Hannak: Erfreulicherweise sehr viele. Wir haben länger mit einem jungen Mann gesprochen, der das Schild "Ich bin Charlie und Muslim" umgehängt hatte. Er engagiert sich, um junge Muslime aufzuklären und einzubinden, damit sie sich nicht radikalisieren. Überhaupt war die Stimmung auf der Kundgebung sehr angenehm. Ich hatte Angst, dass es antiislamistischen Töne geben würde. Dem war überhaupt nicht so.

Erleben Sie in Ihrer Gemeinde einen verstärkten Rassismus?

Hannak: Leider ja. Die Front National ist hier in Südfrankreich sehr stark, sie schüren die Angst vor Überfremdung. Hier leben sehr viele Araber. Sie sind die Zielscheibe der Rechtsextremisten.

Sind die Vorurteile auch im Alltag zu spüren?

Hannak: Eigentlich nicht so sehr. Die Araber habe hier einige kleine Geschäfte, Obstläden und so weiter. Sie sind ganz gut integriert. Es gibt aber diese unterschwelligen Ängste der Franzosen vor einer Islamisierung, ich höre das von meinen Verwandten und Bekannten immer wieder. Einige haben sogar Sorgen, in Zukunft eine Burka tragen zu müssen. Solche diffusen Geschichten. Es ist schwer, Ihnen das zu nehmen.
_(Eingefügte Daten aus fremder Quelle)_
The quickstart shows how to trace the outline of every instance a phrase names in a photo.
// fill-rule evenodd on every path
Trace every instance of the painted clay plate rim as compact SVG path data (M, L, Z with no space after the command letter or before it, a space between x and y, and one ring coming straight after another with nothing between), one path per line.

Wie haben Sie die Großkundgebung am Sonntag in Paris erlebt?

Hannak: Was für eine machtvolle Demonstration! Die kluge Regie von Präsident François Hollande und der Regierung hat erreicht, dass es die Bürger waren, und nicht nationalistische Gruppierungen, die das Bild bestimmt haben. Nicht der Ruf nach Rache wurde laut, sondern nach Einheit aller Franzosen, egal welcher Religion. Meine Frau sagte nachher: "Jetzt bin ich wieder stolz, Französin zu sein."

In Deutschland erleben die Pegida-Aufmärsche immer mehr Zulauf ...

Hannak: Es beschämt mich, weil ich sehen musste, dass derzeit in Dresden Tausende aufmarschieren, um vor einer Islamisierung Deutschlands zu warnen. Dort gibt es etwa 0,5 Prozent Muslime, in Frankreich sind es 10 Prozent. Ich glaube kaum einer, der bei Pegida mitmarschiert, kennt persönlich Muslime und hat auch nur mit einem je ein Gespräch geführt.